Все, кроме Женни, рассмеялись.
-- Да, вам смех, а мне хоть в воду, так в пору.
-- Что ж вы сделали?
-- Что? Исправнику лошадиную кладь закатил и сказал, что если он завтра
не поедет, то я еду к другому телу; бабу записал умершею от апоплексического
удара, а фельдшеру дал записочку к городничему, чтобы тот с ним подзанялся;
эскадронному командиру сказал: ``убирайтесь, ваше благородие, к черту, я
ваших мошенничеств прикрывать не намерен``, и написал, что следовало; волка
посоветовал исправнику казнить по полевому военному положению, а от Ольги
Александровны, взволнованной каретою немца Ицки Готлибовича Абрамзона, ушел
к вам чай пить. Вот вам и все!
-- Распоряжения все резонные, -- заметил Зарницын.
-- Ну, какие есть: не хороши, друге присоветуйте.
-- Фельдшера поучат, а он через полгода другую бабу отравит.
-- Через полгода!
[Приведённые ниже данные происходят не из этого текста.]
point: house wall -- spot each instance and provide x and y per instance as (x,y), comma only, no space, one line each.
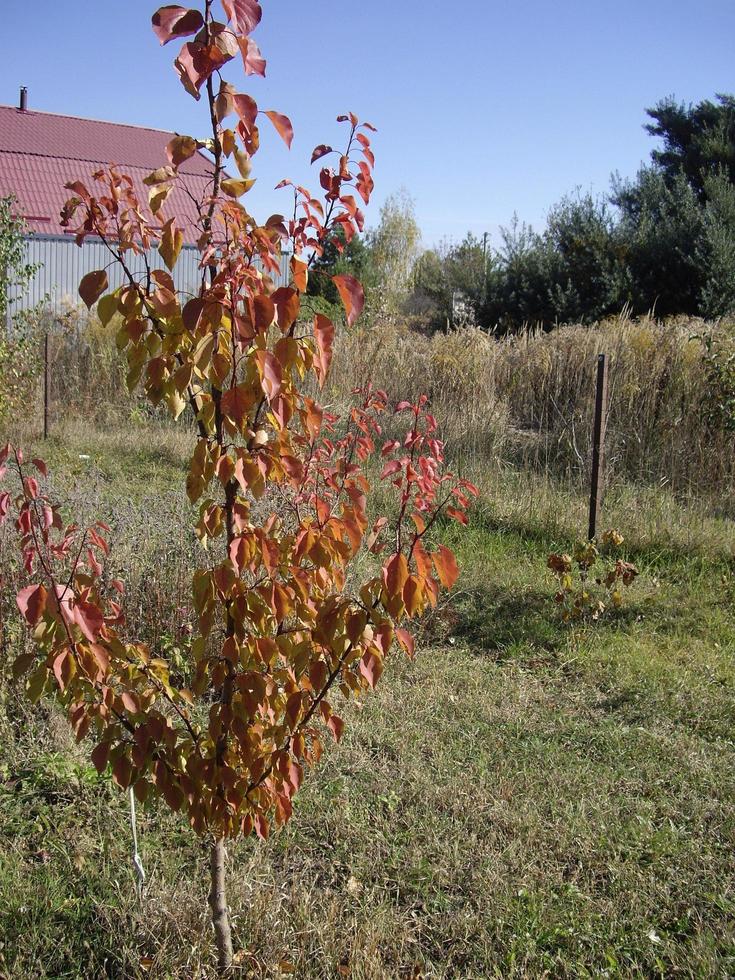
(62,263)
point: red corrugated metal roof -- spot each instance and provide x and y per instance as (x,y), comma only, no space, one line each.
(41,151)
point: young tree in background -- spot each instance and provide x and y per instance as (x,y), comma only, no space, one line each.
(394,248)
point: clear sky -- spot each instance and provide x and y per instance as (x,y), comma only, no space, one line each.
(484,108)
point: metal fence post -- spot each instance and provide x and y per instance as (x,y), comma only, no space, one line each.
(45,385)
(598,445)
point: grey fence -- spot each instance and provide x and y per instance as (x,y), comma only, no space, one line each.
(61,263)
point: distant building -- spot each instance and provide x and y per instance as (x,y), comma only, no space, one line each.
(41,151)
Экую штуку сказал! Две бабы в год -- велика важность.
А по-вашему, не нового ли было бы требовать?
-- Конечно.
-- Ну нет, слуга покорный. Этот пару в год отравит, новый с непривычки
по паре в месяц спустит. -- Что, батюшка, тут радикальничать-то? Лечить
нечем, содержать не на что, да что и говорить! Радикальничать, так,
по-моему, надо из земли Илью Муромца вызвать, чтобы сел он на коня ратного,
взял в могучие руки булаву стопудовую да и пошел бы нас, православных,
крестить по маковкам, не разбирая ни роду, ни сану, ни племени. -- А то, что
там копаться! Idem per idem (Одно и то же (лат.)) -- все будем Кузьма с
Демидом. -- Нечего и людей смешить. Эх, не слушайте наших мерзостей, Евгения
Петровна. Поберегите свое внимание для чего-нибудь лучшего. Вы, пожалуйста,
никогда не сидите с нами. Не сидите с моим другом, Зарницыным, он затмит ваш
девственный ум своей туманной экономией счастья; не слушайте моего друга
Вязмитинова, который погубит ваше светлое мышление гегелианскою ересью; не
слушайте меня, преподлейшего в сношениях с зверями, которые станут называть
себя перед вами разными кличками греко-российского календаря; даже отца
вашего, которому отпущена половина всех добрых качеств нашей проклятой
Гоморры, и его не слушайте. Все вас это спутает, потому что все, что ни
выйдет из наших уст, или злосмрадное дыхание антихристово, или же
хитросплетенные лукавства, уловляющие свободный разум. Уйдите от нас, гадких
и вредных людей, и пожалейте, что мы еще, к несчастию, не самые гадкие люди
своего просвещенного времени.
-- Уйди, уйди, Женичка, -- смеясь проговорил Гловацкий, -- и вели
давать, что ты нам поесть приготовила. Наш медицинский Гамлет всегда
мрачен...
-- Без водки, -- чего ж было не договаривать! Я точно, Евгения
Петровна, люблю закусывать и счел бы позором скрыть от вас этот маленький
порок из обширной коллекции моих пороков.